The quoted legislation was effective September 1, 1967 and was intended to change the "no residue of a residue” rule *766theretofore existing in the State of New York to the effect that, as here, if one of several residuary legatees died before his interest vested, and further that if an intent could not be ascertained from a reading of the will that some other disposition was made of the interest in the estate in question to or among other legatees, such lapse resulted in an intestacy (Matter of Urchs, 15 NY2d 893, modfg 20 AD2d 291).

The argument advanced is defective in two respects. First, EPTL 3-3.4 when read with EPTL 1-1.5 relating to rights accrued under dispositions in effect prior to the effective date of the chapter is not retroactive to the estate of a person dying prior to such effective date under the circumstances of this case where the legatee predeceased the decedent. (Matter of Amann, 35 AD2d 720; Matter of Craig, 60 Misc 2d 264.) Second, even if the statute were controlling there is an alternate disposition of the legacy in question in the will which also satisfies the rule in effect prior to September 1, 1967, applicable to this case, that no intestacy results when a portion of the residuary gift fails where a contrary intent is found in the will. (Matter of Dammann, 12 NY2d 500; cf. Matter of Urchs, supra; 7 Warren’s Heaton, Surrogates’ Courts [1972 Rev], § 16.) No straining of the language used by this testator is necessary to find his intent, as he clearly and specifically mentioned the possibility of lapsed legacies in his will, and in my opinion, properly disposed of such.
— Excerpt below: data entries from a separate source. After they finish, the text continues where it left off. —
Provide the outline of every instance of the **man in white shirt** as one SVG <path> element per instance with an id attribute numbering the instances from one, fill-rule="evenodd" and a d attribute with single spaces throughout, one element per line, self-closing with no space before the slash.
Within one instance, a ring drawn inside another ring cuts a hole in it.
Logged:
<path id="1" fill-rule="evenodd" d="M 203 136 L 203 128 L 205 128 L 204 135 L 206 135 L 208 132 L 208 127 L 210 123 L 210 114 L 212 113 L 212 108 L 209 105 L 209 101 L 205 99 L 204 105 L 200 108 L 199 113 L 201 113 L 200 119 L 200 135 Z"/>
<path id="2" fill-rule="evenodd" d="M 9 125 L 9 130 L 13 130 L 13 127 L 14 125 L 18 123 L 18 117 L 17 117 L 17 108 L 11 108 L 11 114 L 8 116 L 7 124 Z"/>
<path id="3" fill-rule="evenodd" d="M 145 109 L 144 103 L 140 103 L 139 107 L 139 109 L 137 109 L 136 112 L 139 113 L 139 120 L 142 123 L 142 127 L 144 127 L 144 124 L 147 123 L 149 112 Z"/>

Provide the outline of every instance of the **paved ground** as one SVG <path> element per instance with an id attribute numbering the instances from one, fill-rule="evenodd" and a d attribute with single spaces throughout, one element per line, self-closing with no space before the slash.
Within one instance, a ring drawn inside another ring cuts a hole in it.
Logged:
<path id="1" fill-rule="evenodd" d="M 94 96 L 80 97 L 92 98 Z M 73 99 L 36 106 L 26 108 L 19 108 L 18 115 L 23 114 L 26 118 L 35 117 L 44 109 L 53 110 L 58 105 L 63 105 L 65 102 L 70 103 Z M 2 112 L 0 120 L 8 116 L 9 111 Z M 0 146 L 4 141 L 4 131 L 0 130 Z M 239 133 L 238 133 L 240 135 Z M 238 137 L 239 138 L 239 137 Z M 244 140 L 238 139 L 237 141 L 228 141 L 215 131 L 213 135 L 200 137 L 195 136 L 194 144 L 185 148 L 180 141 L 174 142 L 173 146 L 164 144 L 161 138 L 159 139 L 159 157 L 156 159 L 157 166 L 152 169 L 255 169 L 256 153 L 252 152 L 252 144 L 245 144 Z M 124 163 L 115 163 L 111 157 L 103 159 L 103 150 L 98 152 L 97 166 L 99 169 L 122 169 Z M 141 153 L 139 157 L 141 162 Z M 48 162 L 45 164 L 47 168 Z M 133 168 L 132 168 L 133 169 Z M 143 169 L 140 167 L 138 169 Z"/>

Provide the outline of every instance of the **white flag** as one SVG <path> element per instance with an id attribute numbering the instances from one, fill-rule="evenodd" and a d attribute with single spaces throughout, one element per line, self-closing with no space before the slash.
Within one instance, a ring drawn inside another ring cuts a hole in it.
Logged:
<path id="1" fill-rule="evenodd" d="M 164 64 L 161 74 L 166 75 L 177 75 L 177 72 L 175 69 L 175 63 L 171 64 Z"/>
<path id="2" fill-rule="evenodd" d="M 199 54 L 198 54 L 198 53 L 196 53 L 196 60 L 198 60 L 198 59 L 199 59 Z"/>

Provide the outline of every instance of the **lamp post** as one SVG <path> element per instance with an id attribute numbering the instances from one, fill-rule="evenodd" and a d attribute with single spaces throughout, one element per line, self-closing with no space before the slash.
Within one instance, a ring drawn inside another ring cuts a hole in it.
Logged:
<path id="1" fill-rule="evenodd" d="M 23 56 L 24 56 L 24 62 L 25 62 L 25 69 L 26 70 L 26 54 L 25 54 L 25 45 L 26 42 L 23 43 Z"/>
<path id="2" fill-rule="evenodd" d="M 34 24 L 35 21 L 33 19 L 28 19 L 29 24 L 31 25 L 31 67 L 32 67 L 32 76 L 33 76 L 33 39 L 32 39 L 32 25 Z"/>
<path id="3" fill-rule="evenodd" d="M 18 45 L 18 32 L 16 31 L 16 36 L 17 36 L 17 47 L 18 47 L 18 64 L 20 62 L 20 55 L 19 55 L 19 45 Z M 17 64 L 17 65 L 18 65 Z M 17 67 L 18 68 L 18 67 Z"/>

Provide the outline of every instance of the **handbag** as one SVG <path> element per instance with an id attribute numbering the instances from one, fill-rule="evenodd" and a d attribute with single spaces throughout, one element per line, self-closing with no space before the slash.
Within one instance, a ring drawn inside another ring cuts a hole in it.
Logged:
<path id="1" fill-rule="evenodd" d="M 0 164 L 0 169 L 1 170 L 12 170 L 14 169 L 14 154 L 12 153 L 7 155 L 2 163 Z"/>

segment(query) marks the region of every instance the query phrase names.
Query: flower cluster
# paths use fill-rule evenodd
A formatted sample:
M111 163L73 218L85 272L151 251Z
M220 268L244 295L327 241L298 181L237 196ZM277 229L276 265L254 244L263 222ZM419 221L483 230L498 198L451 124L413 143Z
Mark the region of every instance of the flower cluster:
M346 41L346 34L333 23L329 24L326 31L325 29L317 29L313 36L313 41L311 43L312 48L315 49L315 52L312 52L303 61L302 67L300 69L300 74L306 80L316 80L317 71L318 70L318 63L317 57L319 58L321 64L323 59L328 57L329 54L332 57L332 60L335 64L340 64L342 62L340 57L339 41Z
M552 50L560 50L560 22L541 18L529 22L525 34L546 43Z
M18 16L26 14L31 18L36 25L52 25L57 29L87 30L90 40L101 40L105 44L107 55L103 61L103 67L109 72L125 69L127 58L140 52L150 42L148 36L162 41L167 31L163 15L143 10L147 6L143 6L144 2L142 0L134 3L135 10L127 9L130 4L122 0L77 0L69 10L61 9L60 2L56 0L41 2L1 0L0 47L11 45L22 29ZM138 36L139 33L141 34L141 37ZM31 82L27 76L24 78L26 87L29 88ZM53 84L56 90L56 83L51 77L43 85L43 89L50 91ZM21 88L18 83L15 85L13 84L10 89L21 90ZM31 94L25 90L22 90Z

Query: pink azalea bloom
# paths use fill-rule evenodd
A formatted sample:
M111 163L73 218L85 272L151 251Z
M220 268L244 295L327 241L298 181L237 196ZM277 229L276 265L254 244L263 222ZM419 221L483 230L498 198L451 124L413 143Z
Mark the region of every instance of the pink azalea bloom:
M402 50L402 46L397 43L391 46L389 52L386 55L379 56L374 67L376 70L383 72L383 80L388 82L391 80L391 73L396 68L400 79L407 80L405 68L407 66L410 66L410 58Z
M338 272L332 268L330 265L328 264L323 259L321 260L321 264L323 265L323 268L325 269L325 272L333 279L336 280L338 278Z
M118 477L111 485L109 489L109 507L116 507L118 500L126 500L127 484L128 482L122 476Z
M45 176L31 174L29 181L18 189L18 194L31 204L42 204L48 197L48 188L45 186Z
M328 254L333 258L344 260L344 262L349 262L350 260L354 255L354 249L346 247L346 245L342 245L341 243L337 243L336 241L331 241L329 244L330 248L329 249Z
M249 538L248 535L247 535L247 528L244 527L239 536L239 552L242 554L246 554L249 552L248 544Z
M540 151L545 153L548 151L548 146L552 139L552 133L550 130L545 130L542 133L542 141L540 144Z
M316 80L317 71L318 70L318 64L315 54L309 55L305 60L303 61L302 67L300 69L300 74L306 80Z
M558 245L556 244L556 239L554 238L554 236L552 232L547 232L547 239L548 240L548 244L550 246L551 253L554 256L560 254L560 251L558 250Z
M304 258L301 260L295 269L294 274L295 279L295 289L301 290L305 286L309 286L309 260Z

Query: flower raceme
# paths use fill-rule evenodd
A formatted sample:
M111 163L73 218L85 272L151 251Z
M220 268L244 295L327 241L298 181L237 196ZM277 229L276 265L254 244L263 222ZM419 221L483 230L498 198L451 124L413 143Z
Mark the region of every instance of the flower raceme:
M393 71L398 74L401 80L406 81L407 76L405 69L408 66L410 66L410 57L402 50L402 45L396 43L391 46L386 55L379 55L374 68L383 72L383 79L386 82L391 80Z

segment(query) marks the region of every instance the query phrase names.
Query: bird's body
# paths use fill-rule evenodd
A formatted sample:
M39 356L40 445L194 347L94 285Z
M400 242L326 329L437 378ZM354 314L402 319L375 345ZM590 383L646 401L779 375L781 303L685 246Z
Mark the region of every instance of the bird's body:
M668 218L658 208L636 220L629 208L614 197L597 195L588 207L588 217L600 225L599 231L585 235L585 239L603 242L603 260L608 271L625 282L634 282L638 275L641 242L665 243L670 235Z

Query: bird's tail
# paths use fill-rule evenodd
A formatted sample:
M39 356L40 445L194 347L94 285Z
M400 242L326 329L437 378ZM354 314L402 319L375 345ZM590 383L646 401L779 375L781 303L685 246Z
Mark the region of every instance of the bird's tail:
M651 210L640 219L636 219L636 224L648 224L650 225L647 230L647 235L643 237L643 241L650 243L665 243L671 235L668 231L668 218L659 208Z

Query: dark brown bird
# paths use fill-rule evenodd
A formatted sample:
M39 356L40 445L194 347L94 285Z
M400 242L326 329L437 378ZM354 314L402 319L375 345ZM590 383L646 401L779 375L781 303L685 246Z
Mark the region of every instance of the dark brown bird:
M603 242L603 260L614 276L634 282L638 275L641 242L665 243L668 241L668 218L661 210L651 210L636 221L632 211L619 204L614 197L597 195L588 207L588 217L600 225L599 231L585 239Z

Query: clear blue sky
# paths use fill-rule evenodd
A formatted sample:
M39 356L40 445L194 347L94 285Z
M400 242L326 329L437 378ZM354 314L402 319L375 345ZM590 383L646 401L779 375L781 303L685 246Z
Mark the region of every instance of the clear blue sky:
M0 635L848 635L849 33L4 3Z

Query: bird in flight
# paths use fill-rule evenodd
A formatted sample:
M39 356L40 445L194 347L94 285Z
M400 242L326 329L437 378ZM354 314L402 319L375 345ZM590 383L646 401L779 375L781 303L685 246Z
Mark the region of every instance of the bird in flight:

Paragraph Second as quoted above includes lapsed legacies in the gift to the legatees of the remainder. There are no legacies in the will other than the provisions for the wife and the remainder in percentages as stated above. (Matter of Cotterell, 36 Misc 2d 1056.) Testator had to have in mind that should one of the legatees receiving a percentage of the estate in paragraph Third A of the will predecease him, this lapsed legacy was to be distributed to the University of Wisconsin under the clear language used in paragraph Third B. The fact that the remaining 30% was not spelled out in that fashion by the testator was to provide for the contingency as he stated "[a]ll the rest, residue and remainder of said principal after the payments mentioned in Sub-paragraph 'A’ above” that should there be any lapse, such lapse would inure to the benefit of the University of Wisconsin, and I so hold.

None of the legatees that disagree with the proposed distribution in the account of the lapsed legacy to the University of Wisconsin are distributees of the decedent that would benefit *767by holding of intestacy as to this legacy. The same result based on the same reasons would be dictated against any claim that the 12% interest of Anna I. Brown lapsed and became intestate property. The distributees were mentioned as legatees and were given notice but did not appear to raise this question.

In a related problem, 2% of the estate after the death of the wife under paragraph Third A was given to the Lutheran Home for Aged of Eau Claire, Wisconsin. This home has closed but its functions absorbed by the American Lutheran Homes, Inc., to which distribution of the 2% interest is proposed to be made. In view of the foregoing holding, the only parties entitled to be heard on this proposed distribution and to object thereto are the University of Wisconsin and the Attorney-General of the State of New York. Neither party objects to this proposed distribution so that the said 2% interest as aforesaid shall be paid to the American Lutheran Homes, Inc. for the benefit of the aged.